Bekanntlich wohne ich – wo auch immer ich auch gerade hause – nicht weit entfernt von der Grenze zur Schweiz. Da erlebt man so manches… Aber ich will nicht auf wildgewordene Vierradpiloten mit ZH-Kennzeichen hinaus, die sich hierzulande gern so richtig die Kante geben und zwei Meter Mindestabstand bei 200 km/h für ausreichend erachten. Heute geht´s in meiner berühmt-berüchtigten Schweiz-Polemik um´s Geld. Die Eidgenossen sträuben sich zwar beharrlich gegen einen EU-Beitritt, weil dieser ja nur Nachteile habe für das freiheitlich gepolte Bergvolk. Doch dass die Grenze so schön offen und so nett grün ist, gefällt ihnen schon. In Deutschland ist zwar alles schlecht, vor allem die Deutschen – aber es ist eben auch alles billiger als in der Schweiz…
Nein, legal ist es nicht, in Deutschland kiloweise Lebensmittel einzukaufen und den Wochenbedarf über die Grenze zu schmuggeln. 300 Franken kommen schnell zusammen, wenn samstags die Schweizer im Supermarkt in Lörrach, Konstanz oder Lindau einfallen – wo sich die Einzelhändler längst die Hände reiben über die grenzgängerische Kundschaft. Eigentlich müssten die Schnäppchenjäger brav an der Grenze anhalten, ihre Waren deklarieren und Mehrwertsteuer sowie Einfuhrzoll bezahlen. Es wäre dennoch billiger, als in Basel oder St. Gallen einzukaufen. Und eigentlich müssten sich die Schweizer ihre im Web bestellten Waren nach Hause schicken lassen. Aber Briefkastenadressen in Form von deutschen Packstationen in unmittelbarer Grenznähe machen Steuer- und Zollhinterziehung nicht nur möglich, sondern geradezu zum Volkssport. Aber was bedeutet schon “eigentlich”? Eigentlich müssten sich Schweizer auch an deutsche Verkehrsregeln halten. Tun sie aber nicht. Brauchen sie nicht, finden sie. Sobald über die grüne Grenze geschlüpft, sind sie nicht mehr greifbar. Und das wissen sie…
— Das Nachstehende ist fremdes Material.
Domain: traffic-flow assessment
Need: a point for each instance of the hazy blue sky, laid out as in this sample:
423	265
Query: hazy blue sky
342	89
72 Prozent der Schweizer sind im Übrigen für eine stärkere wirtschaftliche Zusammenarbeit mit der EU, aber nur 31 Prozent für den EU-Beitritt, ermittelte die ETH Zürich. Bilaterale Verträge machen schließlich auch so möglich, dass die die Schweiz bei kaum Gegenleistung kräftig profitiert: vom Freihandelsabkommen, der Personenfreizügigkeit und vom freien Kapitalverkehr, vom neuen Doppelbesteuerungsabkommen. Kurz, mitgenommen wird, was geht. Nur Ordnungswidrigkeiten und Straftaten lassen die Eidgenossen gern im Ausland zurück. Ganz ehrlich, ich finde, die Schweizer sollten uns Deutschen nicht nur ein bisschen dankbar sein!